Almut Kackmann war lautlos hinter ihrem Mann in das Zimmer getreten.
„Raus! Raus mit diesem elendigen Baum und sieh zu, wo du einen anderen her bekommst!“ zischte sie mehr als sie sprach durch die kaum geöffneten Zähne ihren Mann an.

Am letzten Tag vor Weihnachten schlich Kackmann sich mit „Fröhliche Weihnachten!“, das alles andere als fröhlich klang, nach Feierabend aus dem Büro. Viele Bäume gab es nicht mehr auf dem Stader Weihnachtsbaummarkt. Die guten Bäume waren längst schon ausgesucht. Kackmann entschied sich am Ende für einen Baum, für den er in den vergangenen Jahren nicht einen Euro hingelegt hätte.

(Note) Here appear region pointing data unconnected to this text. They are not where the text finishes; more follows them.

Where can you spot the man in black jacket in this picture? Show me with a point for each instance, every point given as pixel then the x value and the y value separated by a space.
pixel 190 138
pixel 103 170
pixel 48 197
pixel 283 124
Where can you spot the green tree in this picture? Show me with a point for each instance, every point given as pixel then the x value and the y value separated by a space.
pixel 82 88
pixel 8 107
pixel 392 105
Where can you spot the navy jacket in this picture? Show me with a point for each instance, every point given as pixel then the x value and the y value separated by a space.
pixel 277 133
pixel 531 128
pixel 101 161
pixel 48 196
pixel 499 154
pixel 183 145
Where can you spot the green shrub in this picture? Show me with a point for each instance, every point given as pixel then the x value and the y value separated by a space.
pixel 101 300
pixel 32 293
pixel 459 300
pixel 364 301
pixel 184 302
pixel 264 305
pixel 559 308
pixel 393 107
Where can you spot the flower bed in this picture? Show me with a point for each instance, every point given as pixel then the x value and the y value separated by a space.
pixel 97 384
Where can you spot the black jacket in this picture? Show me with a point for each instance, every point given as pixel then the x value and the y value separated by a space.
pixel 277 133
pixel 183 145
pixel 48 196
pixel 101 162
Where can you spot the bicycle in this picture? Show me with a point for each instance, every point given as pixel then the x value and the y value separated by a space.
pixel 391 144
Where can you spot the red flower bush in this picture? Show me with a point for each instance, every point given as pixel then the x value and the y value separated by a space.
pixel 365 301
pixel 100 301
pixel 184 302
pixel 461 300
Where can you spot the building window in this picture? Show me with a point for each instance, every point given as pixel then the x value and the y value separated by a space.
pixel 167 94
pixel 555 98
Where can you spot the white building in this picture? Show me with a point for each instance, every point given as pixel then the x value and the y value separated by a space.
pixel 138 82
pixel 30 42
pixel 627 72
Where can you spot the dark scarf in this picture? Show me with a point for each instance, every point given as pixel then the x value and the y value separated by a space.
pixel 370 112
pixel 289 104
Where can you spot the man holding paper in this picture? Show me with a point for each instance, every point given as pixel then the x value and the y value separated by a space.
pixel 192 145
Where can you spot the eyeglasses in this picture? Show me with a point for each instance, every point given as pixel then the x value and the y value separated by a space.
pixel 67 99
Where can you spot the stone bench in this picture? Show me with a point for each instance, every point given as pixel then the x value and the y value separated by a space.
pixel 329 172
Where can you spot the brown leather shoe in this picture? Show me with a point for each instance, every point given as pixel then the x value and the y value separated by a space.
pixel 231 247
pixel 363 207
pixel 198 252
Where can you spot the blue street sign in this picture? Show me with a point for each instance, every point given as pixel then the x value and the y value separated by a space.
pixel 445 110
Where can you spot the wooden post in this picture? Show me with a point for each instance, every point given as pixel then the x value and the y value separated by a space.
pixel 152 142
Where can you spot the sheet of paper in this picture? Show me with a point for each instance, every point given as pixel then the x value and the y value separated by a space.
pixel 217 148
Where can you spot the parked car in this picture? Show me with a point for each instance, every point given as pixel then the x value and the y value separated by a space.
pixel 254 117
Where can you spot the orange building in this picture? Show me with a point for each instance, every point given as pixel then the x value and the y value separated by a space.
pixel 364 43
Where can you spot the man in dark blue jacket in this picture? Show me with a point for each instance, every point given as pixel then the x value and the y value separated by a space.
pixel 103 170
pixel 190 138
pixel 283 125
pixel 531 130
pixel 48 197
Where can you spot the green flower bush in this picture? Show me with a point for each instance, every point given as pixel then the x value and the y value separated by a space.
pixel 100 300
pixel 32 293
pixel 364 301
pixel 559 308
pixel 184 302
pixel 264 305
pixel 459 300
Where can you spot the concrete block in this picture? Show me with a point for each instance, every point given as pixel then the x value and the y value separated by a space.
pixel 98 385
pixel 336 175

Ach ja! Ganz ist die Geschichte noch nicht zuende. Von Kackmann ganz vergessen, standen am zweiten Weihnachtstag die Familien seiner Kollegen vor der Tür. Großes Hallo! „Und nun wollen wir uns doch einmal euren Weihnachtsbaum ansehen!“ Nett waren sie, die Kollegen. Besonders der lange Holten schwieg zum Kackmannschen Baum. Meiners konnte sich nicht verkneifen, diesen Baum zu kommentieren.
„Weißt du, Erwin, wenn ich mir deinen schönen, frischen und  selbstgeschlagenen Baum so ansehe, glaube ich, dass ich meine „Mickerpalme“ doch lieber weiter vom Weihnachtsbaummarkt in Stade holen werde.“
Mutter Kackmann und die Kinder, soweit sie es verstanden hatten, grinsten. Vater Kackmann wechselte schnell das Thema und versuchte seine Gäste von den Vorzügen japanischer Autos zu überzeugen.

Die Wahrheit über Kackmanns Weihnachtsbaum erfuhren die Kollegen erst im Sommer während des alljährlich stattfindenden Betriebsausfluges. Das war, als Kackmann, der lange Holten und Meiners sich der letzten Liter Bowle angenommen hatten – aus reiner Sorge, dass sie sonst verkommen könnte.